PALLADIO

sexta-feira, outubro 17, 2008

DEZEMBRO

Vibram no ar
Ondas seguidas
De coisas más.
Dezembro está à janela.
Pergunto:
Para onde foi
O meu passado?
Onde estão
Os parques com as crianças,
A roda dos amigos,
A escolinha O Quintal?
Para onde foram os sinos
Da Catedral de São Pedro de Alcântara,
As águas de Cabo Frio,
A infância das meninas?


Onde estará a minha mãe?
Por onde andarão meus mortos?

(Nos jardins da casa da Gávea
Havia antúrios, costelas de adão,
Duas velhas jabuticabeiras
E samambaias junto ao portão).


Passou o tempo que ficava
Parado na eternidade, agora
A cada instante o presente é passado;
Hoje me contento
Com o mínimo denominador comum,
Mas as contas não fecham
E não vejo uma fresta sequer
Nesta cortina cerrada à minha frente
Que não me permite reconhecer,
Entender o que acontecerá ali adiante
Na quarta parede, no palco do meu futuro.

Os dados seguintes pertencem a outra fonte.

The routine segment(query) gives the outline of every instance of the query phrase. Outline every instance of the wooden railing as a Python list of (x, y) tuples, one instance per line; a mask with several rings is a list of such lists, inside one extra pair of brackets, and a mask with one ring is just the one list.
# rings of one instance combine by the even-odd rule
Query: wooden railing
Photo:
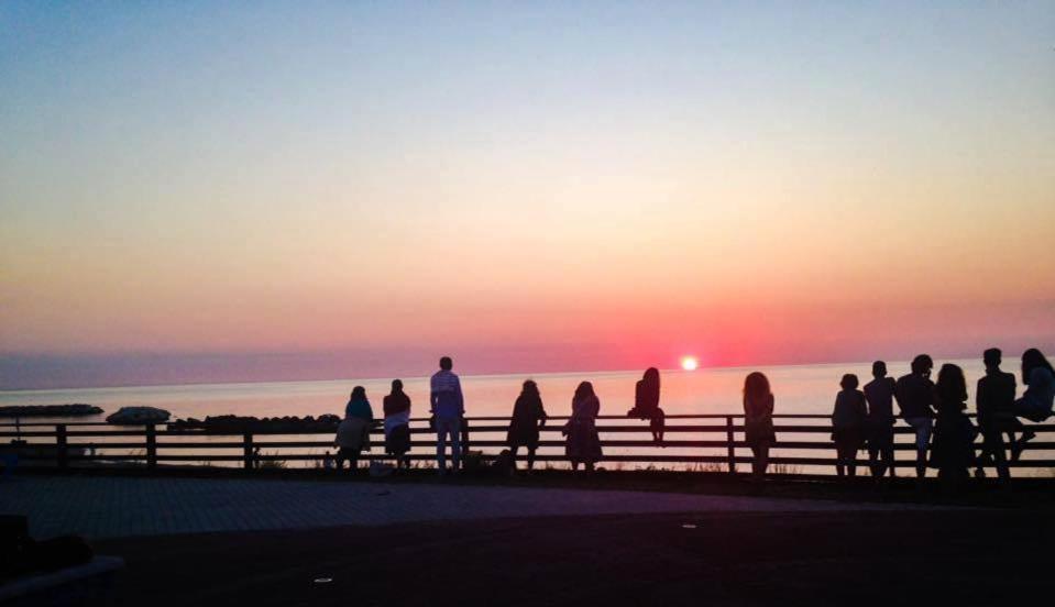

Mas entender o que?, penso,
A verdade é pura e simples:
Não há o que se compreender
Na minha melancolia
E nem há como se aferir
A extensão da minha tristeza.
A vida, nesta terra, é sombria,
Faz frio e a dor é dura.

(No pátio da casa da Gávea
Havia uma grande Jaqueira,
Um flamboyant, amoreiras
E muros cobertos de hera).

O câncer voltou a roer
O meu pulmão esquerdo;
Ele fica lá dentro, quieto,
Não ouço ruído algum.
Mas sei que lá está onipresente,
Crescendo lento, em meu corpo,
Vivendo e dormindo comigo,
Constante e tenebrosa companhia.

(A varanda da casa da Gávea
Abria-se para a Rua Adolfo Lutz,
Sombreada por velhas mangueiras,
Onde as cigarras cantavam o verão)

Passam-se as horas... Não é o medo
Do fim (pelo menos por agora)
Que não me dá sossego,
Mas sim estas horas que fogem,
A urgência da vida, o que há por fazer,
O que tem de ser escrito, o que tem de ser desfeito,
O que faltou para dar e o que me falta receber
O que está por começar e o que fica por terminar.

E mais:
É o sofrimento que me aguarda
Na cama de um hospital,
O sorriso da enfermeira,
A veia picada,
O soro, a sonda,
A máscara, a ferida,
O travesseiro que estranho
E o rude lençol;

É o bater na porta
A refeição recusada,
A visita apressada,
A agonia no fim do dia,
Enquanto espero a noite
E o sono, que enfim chegará
Misericordioso
Nas pastilhas de Rivotril.

(Depois da chuva, as gotas caíam
Das folhas na terra do jardim,
A neblina encobria o morro ao lado
E a água escorria nas calhas do telhado).

Pensando bem, em se tratando
Destas coisas, é melhor
Que tais coisas se passem como são
Ou que fiquem, quietas, onde estão.
Afinal, estamos em dezembro
E dezembro é mês ruim,
Dezembro é o sinal do fim;
O começo fica para janeiro.

(E que seja a memória da Gávea
O meu verão derradeiro).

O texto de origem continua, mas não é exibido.